Rev. James Boyle 1865-1872 & Rev. James Conway 1872-1885
Father Hanley was succeeded in May 1865 at St. Aloysius by Rev. James Boyle, who was was succeeded by Father James Conway. Both of them came from St. Patrick's, Anderston. During Father James Boyle's short tenure at Springburn office, he had acquired ground adjoining the church for the erection of a new school and gradually the parish was crystallized into what it looks today.
Father James Conway too had great experience of parochial work in Airdrie and Paisley, and St. Patrick's Anderston, before coming to St. Aloysius, where he was to remain for twelve years, during which time there were great changes in the parish.
Second St. Aloysius Church
Father James Conway's pastorate was also to see the building of a new church- the second St. Aloysius. The Catholic Directory for Scotland for 1883 provides a full account:
"On 7th September, 1882, a new church was solemly opened here by Archbishop Eyre. Designed in the early decorated style of Gothic architecture, it stands in the site of a smaller one built twenty-six years ago, but latterly found too small for the needs of the congregation. Internally, the building is divided into three roomy aisles having open timber roofs, the centre clustered columns with moulded caps. Towards the south end the aisles are marked by short transepts, the one to the east containing the organ chamber and the baptistery (the latter situated in a small semi-octagon) while the one to the west contains the main entrances and the stair to the organ gallery".

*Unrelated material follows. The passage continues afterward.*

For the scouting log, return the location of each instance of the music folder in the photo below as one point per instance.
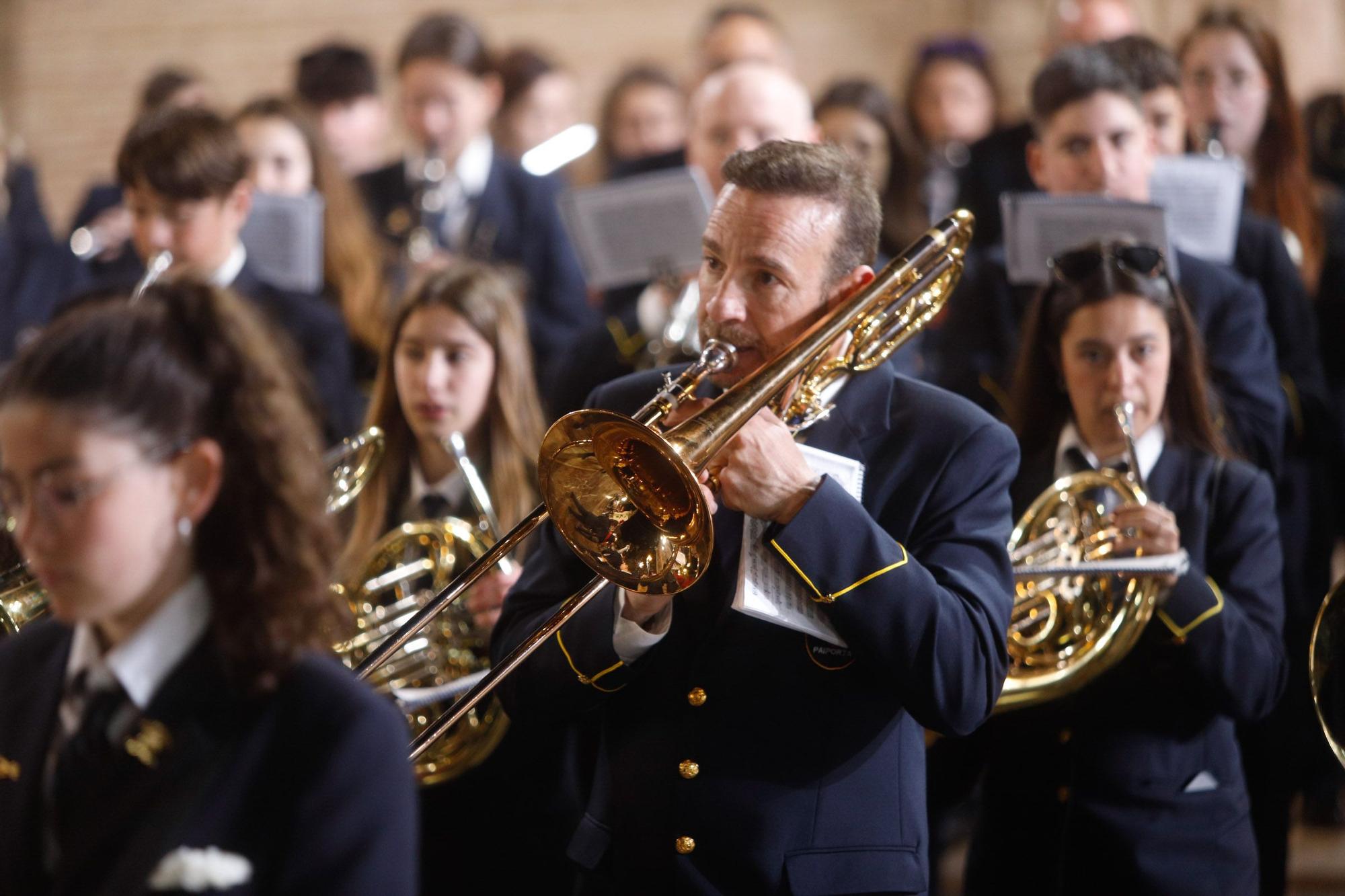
(284, 240)
(638, 229)
(1039, 227)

"The south or main entrance is a very rich piece of work, with arched stone ceiling, its inner and outer arches richly shafted, moulded and carved. The latter is filled with an ornamental iron gate, while the tympanum of the gable over it is relieved by a carved panel representing St. Aloysius, the patron of the church.The street end of the centre aisle is terminated by a lofty gable, surmounted by a cross, which, rising to a height of sixty feet above the road, forms the central feature of this elevation, its mass being relieved by a large shafted and cusped three-light lancet window.
"The intersection of the transepts and main roof is emphasised by a pinnacle fleche, terminated by a cross, the whole rising to a height of 100 feet. This fleche forms the ventilation-shaft, and will also be used as a bell-turret. The western aisle is terminated by the sacristy, its upper wall being pierced by a rose-window; and in the eastern aisle is placed the Lady Chapel and altar, the latter, together with two stained glass windows there, having been presented by the present incumbent and his brother, Rev. D. Conway, of Port Glasgow".
"The building which has accomodation for 1000 persons, was erected at a cost of about 3000 pounds and the whole work was carried out from the designs and under the supervision of Messrs. At the opening service there was a very large attendance of clergy and laity. High Mass, coram Archiepiscopo, was celebrated by the Rev.A. Munro, D.D., and Father Tom Burke, O.P.,preached the sermon."
As well as getting its new church in 1882, Springburn got its first curate. He was Rev. Patrick Barton. Born 14th August, 1857 in Lixnaw, Co.Kerry, he was ordained at Maynooth on 25th June, 1882 for Kerry and was sent on loan to Glasgow archdiocese. He served at St. Aloysius 1882-1886 when he was recalled to native diocese. Later he became parish priest of Ardfert, Co.Kerry for 30 years.
The original St. ALoysius Church was built in 1856. The growth of the Catholic community in Springburn was caused by Catholic people moving down to Glasgow from the Highlands of Scotland and from Ireland, so they needed a church. The original St. Aloysius had a steeple. In 1882 it was decided to built a newer church without a steeple. This is the present St. Aloysius.
By 1930s right through till 1980s, St. Aloysius was a huge parish with up to 4 priests. With the decline in industry, many people moved away from Springburn. Coupled with the shortage of priests, the parish is a shadow of its former glory. However, sometimes small is beautiful and we have a fine enthusiastic parish which, please God, will survive well into the future.